Likewise, for about 4 years there, housing was the best investment one could have: better than the stock market, briefly better even than oil. So you could forgive someone for lusting after a house, repeating nonsense like “priced out forever” and “renting is throwing your money away” or “real estate never goes down”. You might even forgive the same person who scoffed at the “payback period” for a hybrid car not running the same calculation for a house. The media didn’t even surprise me with their house porn and almost exclusively positive coverage of the bubble. I was, however, taken aback by the actions of our government, especially by easing the “margin requirement” (down payment) for a house. I know that they’re dumb promise-breaking neocons [ok, I won’t go there just now] and all, but still, someone should have known better. Then, as the real estate slowdown looks to finally be under way, a study comes out about the most over priced markets from UBC… and the markets it says are over-priced are not the ones people would think are over-priced. This is because of how they did their analysis: they included in their valuation a measure of how much a market has gone up since the last cycle: markets that went up more are not considered to be “bubblier”, but rather, more fairly priced in their estimation since they’re counting on further rapid increases. So the cities with the most rapid increase in prices are supposedly the ones that are less overvalued…

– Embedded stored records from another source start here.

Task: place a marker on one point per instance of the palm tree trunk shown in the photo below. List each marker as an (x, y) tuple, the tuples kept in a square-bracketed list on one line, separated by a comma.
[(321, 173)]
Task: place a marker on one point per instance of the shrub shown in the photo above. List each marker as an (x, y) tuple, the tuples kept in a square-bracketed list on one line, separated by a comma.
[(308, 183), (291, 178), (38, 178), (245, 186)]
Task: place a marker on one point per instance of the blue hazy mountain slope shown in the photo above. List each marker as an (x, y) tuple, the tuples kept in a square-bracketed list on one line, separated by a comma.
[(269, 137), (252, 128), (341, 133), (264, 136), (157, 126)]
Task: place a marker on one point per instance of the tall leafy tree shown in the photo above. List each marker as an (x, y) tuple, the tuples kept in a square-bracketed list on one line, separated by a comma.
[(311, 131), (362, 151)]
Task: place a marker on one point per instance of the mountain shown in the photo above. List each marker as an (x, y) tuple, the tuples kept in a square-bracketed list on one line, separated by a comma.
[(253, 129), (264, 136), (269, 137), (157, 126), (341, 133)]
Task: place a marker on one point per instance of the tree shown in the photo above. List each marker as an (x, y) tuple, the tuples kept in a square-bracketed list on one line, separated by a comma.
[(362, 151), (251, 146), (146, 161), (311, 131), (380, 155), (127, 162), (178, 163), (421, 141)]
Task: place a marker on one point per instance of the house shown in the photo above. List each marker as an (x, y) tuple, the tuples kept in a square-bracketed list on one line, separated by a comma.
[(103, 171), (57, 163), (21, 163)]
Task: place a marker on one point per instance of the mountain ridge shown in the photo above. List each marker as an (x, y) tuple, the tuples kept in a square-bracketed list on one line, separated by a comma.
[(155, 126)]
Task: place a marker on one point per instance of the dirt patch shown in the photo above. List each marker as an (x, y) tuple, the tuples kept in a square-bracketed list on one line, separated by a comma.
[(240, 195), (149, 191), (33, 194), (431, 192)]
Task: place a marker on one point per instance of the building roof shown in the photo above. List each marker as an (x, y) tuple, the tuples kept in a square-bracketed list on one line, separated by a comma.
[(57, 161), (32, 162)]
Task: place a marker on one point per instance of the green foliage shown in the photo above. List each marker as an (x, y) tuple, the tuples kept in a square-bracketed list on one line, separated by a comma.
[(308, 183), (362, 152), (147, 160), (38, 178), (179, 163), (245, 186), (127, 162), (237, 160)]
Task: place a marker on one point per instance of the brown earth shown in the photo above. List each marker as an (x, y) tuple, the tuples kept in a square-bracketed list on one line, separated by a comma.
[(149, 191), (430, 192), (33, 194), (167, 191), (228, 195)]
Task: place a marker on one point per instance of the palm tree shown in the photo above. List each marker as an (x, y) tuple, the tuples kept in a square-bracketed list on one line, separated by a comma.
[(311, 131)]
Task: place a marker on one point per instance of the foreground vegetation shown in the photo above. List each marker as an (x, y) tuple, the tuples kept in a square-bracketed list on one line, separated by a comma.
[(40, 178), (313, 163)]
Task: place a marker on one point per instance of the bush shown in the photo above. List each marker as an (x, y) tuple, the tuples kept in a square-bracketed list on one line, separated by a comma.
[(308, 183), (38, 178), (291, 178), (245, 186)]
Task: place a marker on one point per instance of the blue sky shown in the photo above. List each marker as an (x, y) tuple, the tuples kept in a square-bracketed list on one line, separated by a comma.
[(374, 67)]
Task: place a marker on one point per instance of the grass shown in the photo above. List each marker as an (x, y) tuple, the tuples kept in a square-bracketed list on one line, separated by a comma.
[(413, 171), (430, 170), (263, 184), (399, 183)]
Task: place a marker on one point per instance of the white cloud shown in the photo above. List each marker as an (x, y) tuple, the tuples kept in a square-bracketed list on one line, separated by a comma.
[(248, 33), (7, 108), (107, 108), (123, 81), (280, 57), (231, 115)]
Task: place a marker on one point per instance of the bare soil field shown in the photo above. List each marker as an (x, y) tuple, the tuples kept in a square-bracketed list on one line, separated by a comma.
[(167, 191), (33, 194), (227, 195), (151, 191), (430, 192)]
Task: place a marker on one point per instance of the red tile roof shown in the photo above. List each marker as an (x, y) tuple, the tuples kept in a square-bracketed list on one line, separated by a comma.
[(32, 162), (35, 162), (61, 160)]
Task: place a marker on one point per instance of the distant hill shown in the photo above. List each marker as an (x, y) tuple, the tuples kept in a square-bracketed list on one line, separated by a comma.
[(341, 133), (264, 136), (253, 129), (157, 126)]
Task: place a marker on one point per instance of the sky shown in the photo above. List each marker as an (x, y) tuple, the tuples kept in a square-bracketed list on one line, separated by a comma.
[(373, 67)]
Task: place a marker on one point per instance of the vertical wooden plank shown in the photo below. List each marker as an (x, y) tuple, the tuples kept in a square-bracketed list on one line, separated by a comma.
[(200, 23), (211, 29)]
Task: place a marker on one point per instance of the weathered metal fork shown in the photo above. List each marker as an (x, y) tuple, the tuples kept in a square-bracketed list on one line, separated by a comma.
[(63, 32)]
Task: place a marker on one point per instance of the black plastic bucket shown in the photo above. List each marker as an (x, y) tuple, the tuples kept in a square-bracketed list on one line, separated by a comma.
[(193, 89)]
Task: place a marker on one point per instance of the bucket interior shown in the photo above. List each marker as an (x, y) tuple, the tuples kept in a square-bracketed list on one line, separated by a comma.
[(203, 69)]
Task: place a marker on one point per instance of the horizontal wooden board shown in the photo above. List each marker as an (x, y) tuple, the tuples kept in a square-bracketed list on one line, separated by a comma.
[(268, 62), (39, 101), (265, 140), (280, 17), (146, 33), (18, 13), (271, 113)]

I recently chewed into Netbug about a post of his on environmentalism. He was arguing that man couldn’t cause global warming because, as a documentary that aired on BBC4 argued, we can’t compete with the sun. That’s just the sort of thing that’s great at misleading people (even otherwise smart people capable of Googling, like Netbug) — it has just enough ring of truth to it to make you believe it. This documentary makes a number of points which are true, but not important or worse, wrong-headed. Then it sprinkles in some minority opinions, a fair helping of conspiracy theory (global warming is a conspiracy by Maggie Thatcher to break the unions! Scientists take the dirty british money, but not the money of oil companies — no, if they did, they’d be richer and wouldn’t be doing some slumdog documentary film!) and some selective editing to sucker people in. Then Netbug finished off his post with a statement about how stupid the environmentalism movement has gotten with a clip from Penn & Teller about circulating a petition to ban water at some green rally, and all the people who signed it. Of course, that says less about the environmental movement in general, and more about people’s willingness to sign something they didn’t fully read or understand while at a rally.